Displacement calculations from UAS imagery provide knowledge about the extent and internal zones of the landslide body for both algorithms. For the very high UAS spatial resolution data, however, PC is limited to 12 m of ground motion because of decorrelation and ambiguous displacement vectors, and these are a result of excessive ground motion and surface changes. In contrast, DIS returns more coherent displacement rates with no upper displacement limit but some underestimated values. Compared to displacement rates derived from PlanetScope, there are zones of different ground motion similar to the UAS results, while at the same time there is no decorrelation. Nevertheless, for some image pairs, the signal–to–noise ratio is poor, and hot-spots can only be detected based on existing UAS results and the option of the high temporal data.

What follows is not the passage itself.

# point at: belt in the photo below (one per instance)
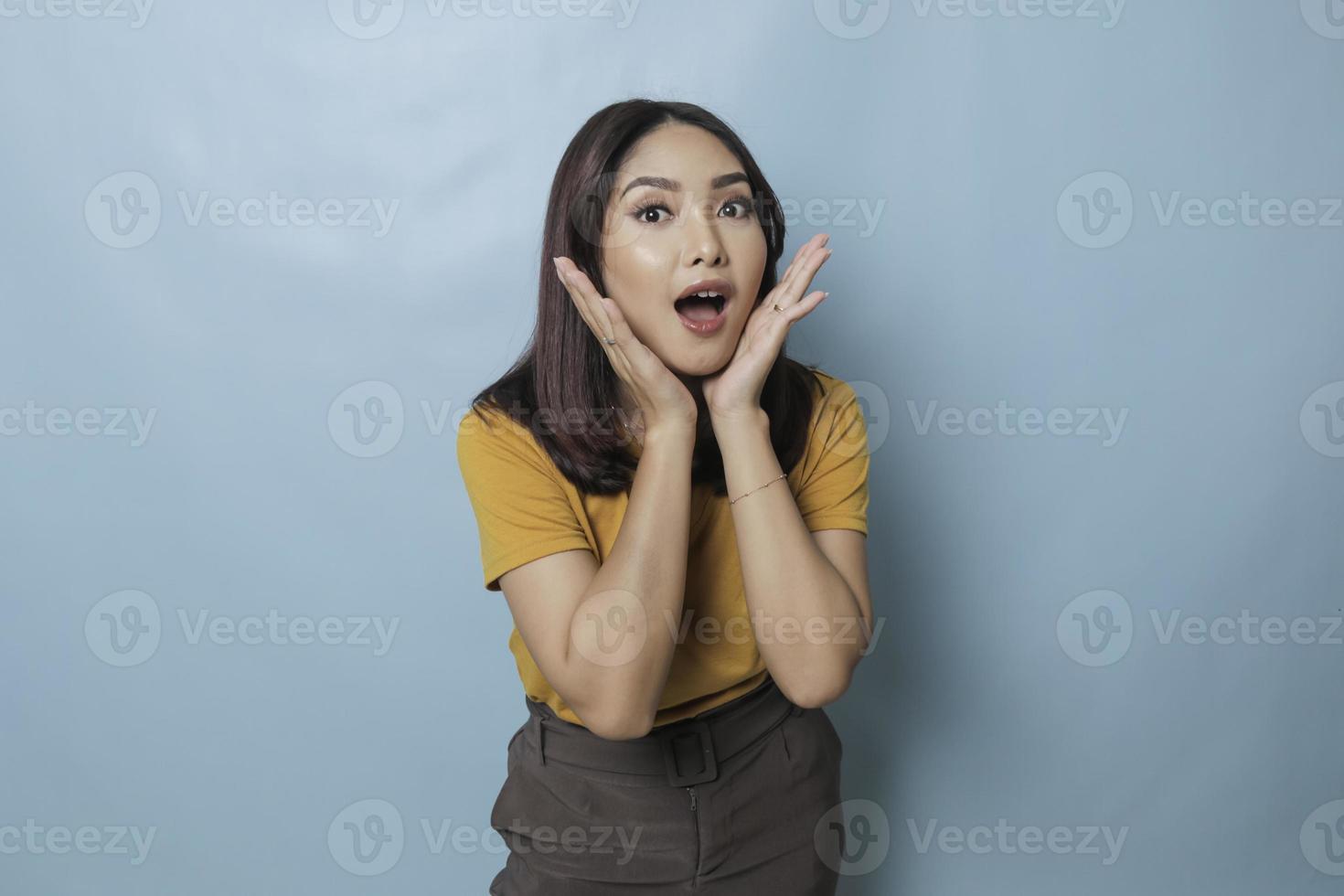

Knowledge of data potential and applicability is required to detect gravitational mass movements reliably and precisely. UAS data provides trustworthy, relative ground motion rates for moderate velocities, thus enabling us to draw conclusions regarding internal landslide processes. In contrast, satellite data returns results which cannot always be clearly delimited due to the lack of quality spatial resolution, precision, and accuracy. Nevertheless, applying optical flow to landslide displacement analysis improves the results’ validity and shows its great potential for future use. Because the robust PC returns noise when correlation is lost, while DIS does not, true displacement values of DIS are actually underestimated.